Y aunque la impresión de descubrir de quién era la tumba y de qué año era había sido como un jarro de agua fría, Julián se daba cuenta de que aún quedaban cabos por atar. Y muchos. Amelia, y en consecuencia él, había ido allí en busca de respuestas, pero también habían encontrado más incógnitas y preguntas. Porque ahí lo decía, en la inscripción. "Tus padres, tu marido y tu hija te recordarán siempre". Amelia iba a casarse. Y no en un futuro lejano, porque ella ya no tenía un futuro lejano al que aspirar. Y también iba a tener una hija. Una hija que quedaría huérfana de madre con menos de 5 años. Y sus padres estarían vivos para enterrarla a ella, en vez de al contrario. Pero las preguntas seguían ahí. ¿Cuándo se casaría Amelia, y con quién? ¿Por qué se casaría Amelia, si Julián sabía de buena tinta que el matrimonio era lo último en lo que ella pensaba? ¿Cuándo tendría a su hija? Y la pregunta que rondaba la cabeza de Julián con más insistencia, la que apartaba a un lado el resto de pensamientos, ¿Cómo iba a morir? ¿Sería una enfermedad, en una España donde la medicina no había avanzado ni una parte de lo que lo haría en el siglo veinte? ¿Sería una misión del Ministerio, para el cuál arriesgaban sus vidas casi a diario? ¿Sería un accidente, como el que le había arrebatado a Maite? Ni siquiera sabía si quería averiguarlo.

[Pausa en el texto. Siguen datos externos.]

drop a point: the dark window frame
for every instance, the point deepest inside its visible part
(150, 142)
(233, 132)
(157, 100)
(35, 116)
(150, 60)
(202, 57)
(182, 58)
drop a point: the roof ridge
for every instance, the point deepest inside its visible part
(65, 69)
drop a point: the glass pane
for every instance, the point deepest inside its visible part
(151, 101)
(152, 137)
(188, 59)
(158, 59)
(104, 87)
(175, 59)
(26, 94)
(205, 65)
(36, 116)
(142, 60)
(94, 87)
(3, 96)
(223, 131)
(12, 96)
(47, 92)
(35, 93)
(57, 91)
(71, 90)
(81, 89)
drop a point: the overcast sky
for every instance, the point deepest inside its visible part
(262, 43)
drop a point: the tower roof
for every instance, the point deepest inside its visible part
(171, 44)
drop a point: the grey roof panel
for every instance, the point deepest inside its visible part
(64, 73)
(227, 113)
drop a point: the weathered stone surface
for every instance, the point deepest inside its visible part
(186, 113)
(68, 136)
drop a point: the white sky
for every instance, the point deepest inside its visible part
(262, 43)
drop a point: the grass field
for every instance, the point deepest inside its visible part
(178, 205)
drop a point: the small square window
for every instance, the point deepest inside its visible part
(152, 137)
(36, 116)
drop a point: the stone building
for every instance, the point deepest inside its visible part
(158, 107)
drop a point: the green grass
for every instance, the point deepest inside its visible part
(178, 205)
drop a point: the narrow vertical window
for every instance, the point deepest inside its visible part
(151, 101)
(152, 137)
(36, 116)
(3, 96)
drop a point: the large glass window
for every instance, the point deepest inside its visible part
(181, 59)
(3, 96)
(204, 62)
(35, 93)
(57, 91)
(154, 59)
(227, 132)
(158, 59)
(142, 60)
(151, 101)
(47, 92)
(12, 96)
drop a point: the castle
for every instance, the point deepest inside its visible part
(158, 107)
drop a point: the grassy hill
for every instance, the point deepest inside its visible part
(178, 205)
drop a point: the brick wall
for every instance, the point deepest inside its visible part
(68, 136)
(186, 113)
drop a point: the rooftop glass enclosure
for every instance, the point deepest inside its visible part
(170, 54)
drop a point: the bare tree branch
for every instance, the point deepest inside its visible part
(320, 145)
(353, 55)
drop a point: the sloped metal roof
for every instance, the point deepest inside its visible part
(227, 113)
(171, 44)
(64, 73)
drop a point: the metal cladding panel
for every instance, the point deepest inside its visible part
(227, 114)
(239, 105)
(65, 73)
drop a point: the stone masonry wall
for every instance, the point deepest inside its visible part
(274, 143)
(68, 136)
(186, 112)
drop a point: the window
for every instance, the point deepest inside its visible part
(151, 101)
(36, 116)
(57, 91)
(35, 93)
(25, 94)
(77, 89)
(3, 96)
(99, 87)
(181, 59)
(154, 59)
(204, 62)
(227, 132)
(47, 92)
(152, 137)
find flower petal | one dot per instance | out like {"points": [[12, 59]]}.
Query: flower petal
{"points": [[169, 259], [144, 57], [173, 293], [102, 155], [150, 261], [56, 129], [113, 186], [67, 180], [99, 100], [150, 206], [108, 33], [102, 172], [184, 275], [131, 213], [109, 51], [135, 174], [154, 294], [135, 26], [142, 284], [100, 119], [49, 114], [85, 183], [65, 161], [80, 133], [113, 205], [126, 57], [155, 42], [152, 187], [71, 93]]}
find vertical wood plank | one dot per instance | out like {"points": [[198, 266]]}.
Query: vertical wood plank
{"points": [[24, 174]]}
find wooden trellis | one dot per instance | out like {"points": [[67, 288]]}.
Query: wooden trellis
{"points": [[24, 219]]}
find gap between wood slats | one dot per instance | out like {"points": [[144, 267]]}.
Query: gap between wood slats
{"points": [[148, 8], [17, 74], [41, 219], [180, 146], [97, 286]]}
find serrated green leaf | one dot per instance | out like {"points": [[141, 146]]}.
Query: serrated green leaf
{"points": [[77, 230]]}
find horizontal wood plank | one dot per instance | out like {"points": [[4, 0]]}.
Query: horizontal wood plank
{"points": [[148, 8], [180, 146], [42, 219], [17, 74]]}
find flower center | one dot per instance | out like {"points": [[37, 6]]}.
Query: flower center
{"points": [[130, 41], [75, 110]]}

Sólo sabía una cosa. No iba a dejar que Amelia cargara con este peso ella sola. Eso era una promesa. Él estaría allí para ayudarla, para apoyarla y aconsejarla. Sería el amigo y compañero que ella merecía y necesitaba. Pero no podía hablar sobre el tema con ella si ella no confiaba en él antes. Ella tenía que ser la que diera el primer paso. La que le dijera algo sobre esta visita a su tumba. Porque él no encontraba ninguna forma de decirle a Amelia que la había seguido hasta aquí. Había invadido su privacidad profundamente, y hasta que ella no reuniera el valor y la confianza para hablar con él sobre esto, él no diría nada. Pero no iba a olvidar, ni iba a abandonar a su amiga. Estaría allí para ella, para ayudarla, para cuidar de ella, porque Amelia era parte de su familia, y Julián iba a hacer todo lo posible para que ella lo supiera. Por mucho que le costase.